/【コラム】エンドンベレの獲得成功に秘められたスパーズの「次なる章」への重要な意味

【コラム】エンドンベレの獲得成功に秘められたスパーズの「次なる章」への重要な意味

 

エンドンベレには、ただ単に彼が優れた選手である以上のことがいえる。彼は近年フランスで最も魅力あふれる若いチームの中心選手だ。チャンピオンズリーグのグループステージでは、マンチェスター・シティとの2試合でチームが4ポイントを得たことにも大きく貢献した。彼は冷静かつパワフルで、スピード、緻密さを持ち合わせ、ムサ・デンベレとヴィクター・ワニアマがともにフレッシュさを失っていくなかで、まさに喉から手が出るほど必要とされていたタイプの選手であるといえる。

このポジションでは、彼はこの夏獲得可能とされた選手たちのなかでベストといっても過言ではない選手であり、マンチェスター・ユナイテッドが交渉にあたる前に、スパーズへやってくることが決まった。

そして、この獲得こそが何よりもまず、本当の意味での過去からの脱却なのだ。

何故なら、トッテナムが最後にエリート選手を獲得したのはいつだ?並み居るトップチームたちが軒並み興味を示した選手の獲得はこれまであっただろうか?

少なくとも、ポチェッティーノの就任以降はまずなかっただろう。たしかに、デレ・アリの獲得ではリヴァプールを出し抜いていたが、彼は当時まだMKドンズでプレーするティーンエイジャーに過ぎなかった。アヤックスからクリスティアン・エリクセンを獲得するため、ギャレス・ベイルが残した移籍金を費やした2013年に遡ればどうか?あの時期はクラブの歴史の中でも非常に特殊な状況であったといえるだろう。

それ以来ずっと、スパーズは安定して成長を続けてきた。リーグで3位フィニッシュが2度、2位フィニッシュが1度。新しい本拠地がオープンし、チャンピオンズリーグにも到達した。しかし、それでも彼らには競合するライバルたちを前にしながら、5500万ポンドを費やして選手補強を成功させるほどの力強さは、資金力でも品位の面でもなかったではないか。

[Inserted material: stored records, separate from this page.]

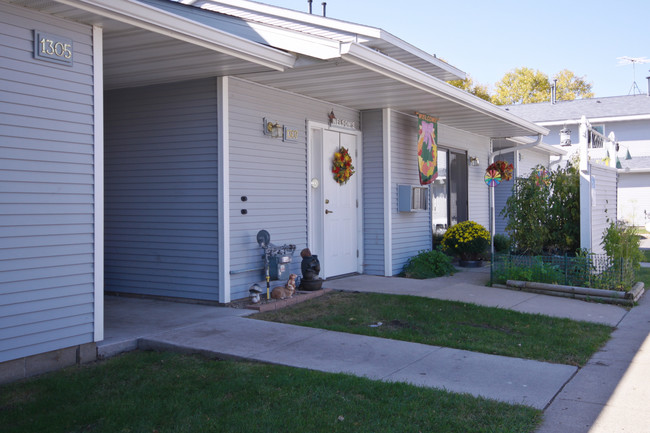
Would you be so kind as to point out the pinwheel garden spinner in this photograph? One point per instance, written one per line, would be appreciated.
(492, 178)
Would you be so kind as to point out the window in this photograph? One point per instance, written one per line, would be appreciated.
(449, 196)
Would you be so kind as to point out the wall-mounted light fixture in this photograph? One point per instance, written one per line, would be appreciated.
(565, 136)
(272, 129)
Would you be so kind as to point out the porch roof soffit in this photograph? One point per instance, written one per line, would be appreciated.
(365, 79)
(317, 36)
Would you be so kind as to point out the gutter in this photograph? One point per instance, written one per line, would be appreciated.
(374, 61)
(515, 148)
(168, 24)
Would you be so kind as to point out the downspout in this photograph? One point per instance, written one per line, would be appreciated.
(490, 161)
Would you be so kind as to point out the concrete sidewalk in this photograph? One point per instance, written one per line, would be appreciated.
(226, 333)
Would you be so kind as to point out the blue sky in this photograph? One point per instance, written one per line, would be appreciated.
(486, 39)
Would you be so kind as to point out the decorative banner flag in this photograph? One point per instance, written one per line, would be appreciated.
(427, 148)
(492, 178)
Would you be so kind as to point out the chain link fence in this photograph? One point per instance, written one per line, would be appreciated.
(597, 271)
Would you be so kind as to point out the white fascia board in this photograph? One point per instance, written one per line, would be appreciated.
(372, 60)
(596, 120)
(298, 42)
(162, 22)
(394, 40)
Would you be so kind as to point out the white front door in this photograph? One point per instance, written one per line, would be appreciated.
(340, 205)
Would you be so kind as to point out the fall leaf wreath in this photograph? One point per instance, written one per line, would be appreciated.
(342, 167)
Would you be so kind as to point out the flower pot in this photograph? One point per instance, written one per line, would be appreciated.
(470, 263)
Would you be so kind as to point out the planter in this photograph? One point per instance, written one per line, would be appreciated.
(470, 263)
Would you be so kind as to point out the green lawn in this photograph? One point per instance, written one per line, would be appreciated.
(165, 392)
(450, 324)
(646, 254)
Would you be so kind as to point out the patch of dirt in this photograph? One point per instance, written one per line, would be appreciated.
(494, 328)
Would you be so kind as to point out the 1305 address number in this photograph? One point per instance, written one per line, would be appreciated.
(52, 48)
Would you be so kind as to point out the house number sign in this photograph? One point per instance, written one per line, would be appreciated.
(52, 48)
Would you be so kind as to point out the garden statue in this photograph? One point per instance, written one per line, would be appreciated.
(285, 291)
(310, 268)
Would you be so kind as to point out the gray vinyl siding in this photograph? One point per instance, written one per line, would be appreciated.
(270, 173)
(373, 192)
(529, 159)
(161, 190)
(411, 231)
(46, 189)
(603, 206)
(502, 192)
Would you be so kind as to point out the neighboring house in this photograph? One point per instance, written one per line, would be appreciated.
(146, 143)
(524, 161)
(628, 117)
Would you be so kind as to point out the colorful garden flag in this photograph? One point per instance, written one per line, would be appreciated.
(427, 148)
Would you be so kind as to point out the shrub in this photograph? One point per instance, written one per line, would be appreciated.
(501, 243)
(544, 217)
(621, 243)
(468, 240)
(428, 264)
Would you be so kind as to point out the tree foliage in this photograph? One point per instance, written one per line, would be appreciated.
(527, 86)
(570, 87)
(545, 217)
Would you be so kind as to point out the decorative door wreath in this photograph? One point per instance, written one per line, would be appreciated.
(342, 167)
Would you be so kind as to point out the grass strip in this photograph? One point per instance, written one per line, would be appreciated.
(450, 324)
(643, 274)
(166, 392)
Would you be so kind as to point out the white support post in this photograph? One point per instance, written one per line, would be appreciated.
(223, 193)
(98, 155)
(388, 197)
(585, 187)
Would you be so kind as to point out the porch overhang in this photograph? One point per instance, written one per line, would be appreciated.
(147, 45)
(365, 79)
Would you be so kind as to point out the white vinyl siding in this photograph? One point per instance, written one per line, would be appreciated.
(46, 189)
(373, 193)
(475, 145)
(161, 190)
(603, 206)
(411, 231)
(634, 198)
(270, 173)
(502, 192)
(529, 159)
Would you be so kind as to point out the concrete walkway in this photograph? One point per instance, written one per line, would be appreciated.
(566, 391)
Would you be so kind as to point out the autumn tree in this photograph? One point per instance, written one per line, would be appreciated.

それこそが、彼らが狙った選手を獲得することを、最終的には諦めざるを得なかった理由であったはずだ。しかし、今は違う。それができるのだ。

1ヵ月前にスパーズがチャンピオンズリーグ決勝で敗れたとき、スパーズはリヴァプールの昨年の戦略に追随する必要があるとの声が聞かれた。キーとなるポジションには、獲得可能なベストの選手、それも本当の意味でチームを強化できる選手のみを補強するというようなものだ。

ともすれば、これまで移籍マーケットのこのような段階で選手獲得などしてこなかったチームにとっては、若干の無理もあったかもしれない。とはいえ、スパーズは、クラブの課題を解決できる選手の獲得を発表している。それは、資金力への疑問符に対する回答であり、ピッチではクラブをもう一段階上のレベルに引き上げながら、クラブの新たな威信を証明する選手なのだ。今スパーズに求められるのは、彼のような存在をもう一人獲得することだといえるのではないだろうか。